Rian Johnson’s Knives Out franchise is a meta evolution of the murder mystery genre while also adhering to its classic structure. An impossible death/murder that almost breaks logic and rationality. A colourful set of characters and a shadow of doubt falls over all of them at some point in the story. A red herring here, a false end there, and then our charming detective drops a lofty monologue explaining all the machinations of the death/murder before zooming in on the perpetrator. Rian Johnson knows you know how all of this too well, and he also knows you still want the same while also somehow craving the rush of a puzzle being solved at the end. And that is where the director employs his extensive knowledge of the genre to create something outwardly simple, old-school, meta, whimsical, formulaic, while also packing it with enough winks, nods, subversions, so you know there’s more than meets the eye. Wake Up Dead Man is the most complex and thematically rich entry in the franchise yet.

Director: Rian Johnson

Cast: Daniel Craig, Josh O'Connor, Glenn Close, Josh Brolin, Mila Kunis, Jeremy Renner

The actual puzzle of the crime is the least interesting part of the film. A pastor is dead; his congregation and, most of all, the newly appointed assistant pastor, are under heavy suspicion. He dies on Good Friday, and no points for guessing the twist that happens on Easter Sunday. The devil symbolism connected to the murder weapon; shadows casting over the empty space where a cross used to be; the treasure (which may have motivated the murder) being referred to as “Eve’s apple.” Rian Johnson runs wild with his biblical parallels, criss-crossing the screenplay like a figure skater on ice, with as many references as the story would allow. However, with both the murder mystery aspect of the story and its thematic explorations, there are two levels. One works as a playful and obvious touch while the other works on a richer, subliminal level. And the director gives us clear cues on which one of these is to be taken seriously. He does so by  redirecting our focus with his sharp, meta dialogues. We keep hearing variations of “Give us the answers soon,” and “Isn’t it all about how the murder is done?” By immediately acknowledging the “end goal” of the story through lines delivered by anxious, impatient characters, the director tells us not to seek the obvious. And so, we stop treating the film like a puzzle, to solve it and rush to the end, and allow the story to unravel like a reverse origami, the more it unravels, the clearer the shape becomes.

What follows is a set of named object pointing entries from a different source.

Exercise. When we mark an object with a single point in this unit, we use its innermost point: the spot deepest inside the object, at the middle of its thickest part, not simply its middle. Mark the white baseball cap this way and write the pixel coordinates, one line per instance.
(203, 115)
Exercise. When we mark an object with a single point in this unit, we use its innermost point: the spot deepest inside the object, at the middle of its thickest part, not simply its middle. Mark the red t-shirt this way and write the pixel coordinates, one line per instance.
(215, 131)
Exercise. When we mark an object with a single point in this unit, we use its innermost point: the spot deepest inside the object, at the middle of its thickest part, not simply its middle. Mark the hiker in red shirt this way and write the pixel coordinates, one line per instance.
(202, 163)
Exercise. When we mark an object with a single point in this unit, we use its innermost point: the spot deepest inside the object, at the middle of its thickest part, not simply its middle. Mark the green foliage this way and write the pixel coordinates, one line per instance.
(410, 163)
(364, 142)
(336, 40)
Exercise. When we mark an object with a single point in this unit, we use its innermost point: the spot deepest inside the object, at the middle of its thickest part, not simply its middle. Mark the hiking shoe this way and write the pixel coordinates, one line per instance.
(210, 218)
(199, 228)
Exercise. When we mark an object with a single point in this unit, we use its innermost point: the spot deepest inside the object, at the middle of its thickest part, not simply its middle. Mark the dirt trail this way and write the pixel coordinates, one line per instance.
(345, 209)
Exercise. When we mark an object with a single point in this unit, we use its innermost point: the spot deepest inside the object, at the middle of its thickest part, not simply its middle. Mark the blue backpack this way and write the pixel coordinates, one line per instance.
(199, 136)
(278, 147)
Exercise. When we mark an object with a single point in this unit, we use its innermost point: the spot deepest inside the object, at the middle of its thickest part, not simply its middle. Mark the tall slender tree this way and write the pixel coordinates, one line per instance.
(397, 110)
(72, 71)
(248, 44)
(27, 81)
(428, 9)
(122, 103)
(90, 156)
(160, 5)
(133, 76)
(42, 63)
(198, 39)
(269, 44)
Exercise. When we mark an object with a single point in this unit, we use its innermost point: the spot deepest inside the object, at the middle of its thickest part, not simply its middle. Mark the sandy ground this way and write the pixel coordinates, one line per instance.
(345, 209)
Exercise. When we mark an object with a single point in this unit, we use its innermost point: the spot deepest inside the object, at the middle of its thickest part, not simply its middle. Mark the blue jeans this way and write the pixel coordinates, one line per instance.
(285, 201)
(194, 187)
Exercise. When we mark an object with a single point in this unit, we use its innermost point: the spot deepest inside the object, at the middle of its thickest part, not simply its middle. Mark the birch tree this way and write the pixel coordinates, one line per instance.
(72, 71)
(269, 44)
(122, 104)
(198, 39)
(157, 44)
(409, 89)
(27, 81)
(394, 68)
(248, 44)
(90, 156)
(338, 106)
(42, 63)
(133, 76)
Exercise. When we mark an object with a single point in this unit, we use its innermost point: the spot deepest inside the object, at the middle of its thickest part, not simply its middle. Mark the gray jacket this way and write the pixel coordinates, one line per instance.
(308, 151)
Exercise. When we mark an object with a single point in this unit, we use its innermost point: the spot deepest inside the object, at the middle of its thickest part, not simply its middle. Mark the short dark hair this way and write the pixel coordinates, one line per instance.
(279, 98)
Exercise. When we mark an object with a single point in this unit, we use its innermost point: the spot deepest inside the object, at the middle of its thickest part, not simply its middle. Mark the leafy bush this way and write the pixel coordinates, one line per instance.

Wake Up Dead Man is a kaleidoscope of thematic musings. Approach it anyway, and there is a fresh new exploration of a different theological and moral discussion. Josh O’ Connor’s Rev. Jud grapples with tremendous amounts of guilt and tries to transform that into his drive to become a helpful preacher. Monsignor Jefferson Wicks (Josh Brolin) is a complex character who externalises childhood trauma in a way that makes him the centre of a personality cult. The most expansive dialogue the film has with itself is about faith and its intricate connections with the highs and lows of every character’s internal struggle. Faith in a belief system, family structure, hierarchies, unquestioning love, and even the power of wealth are all explored through various characters. Benoit Blanc, played by a charming Daniel Craig, stands as the level-headed voice of rationality and reason, the canvas against which the different shades of faith are painted. The most interesting aspect of Wake Up Dead Man is not how it unravels the mystery. It is with how, towards the end, Benoit Blanc becomes the one to receive the final answer instead of being the one to deliver it. Like the protagonist in a parable, the detective undergoes a revelation. He understands what Rev. Jud has been pleading with him to see all the while. To look beyond the mere solving of the puzzle. Benoit Blanc, in a moment of clarity, referencing the Road to Damascus story, looks beyond the mechanical procedure of ‘catching the murderer’. Wake Up Dead Man is an experimentation in form, in which Rian Johnson boldly pushes the boundaries by allowing the characters to argue moral and spirtual questions and lets the arguments organically simmer into a satisfying conclusion.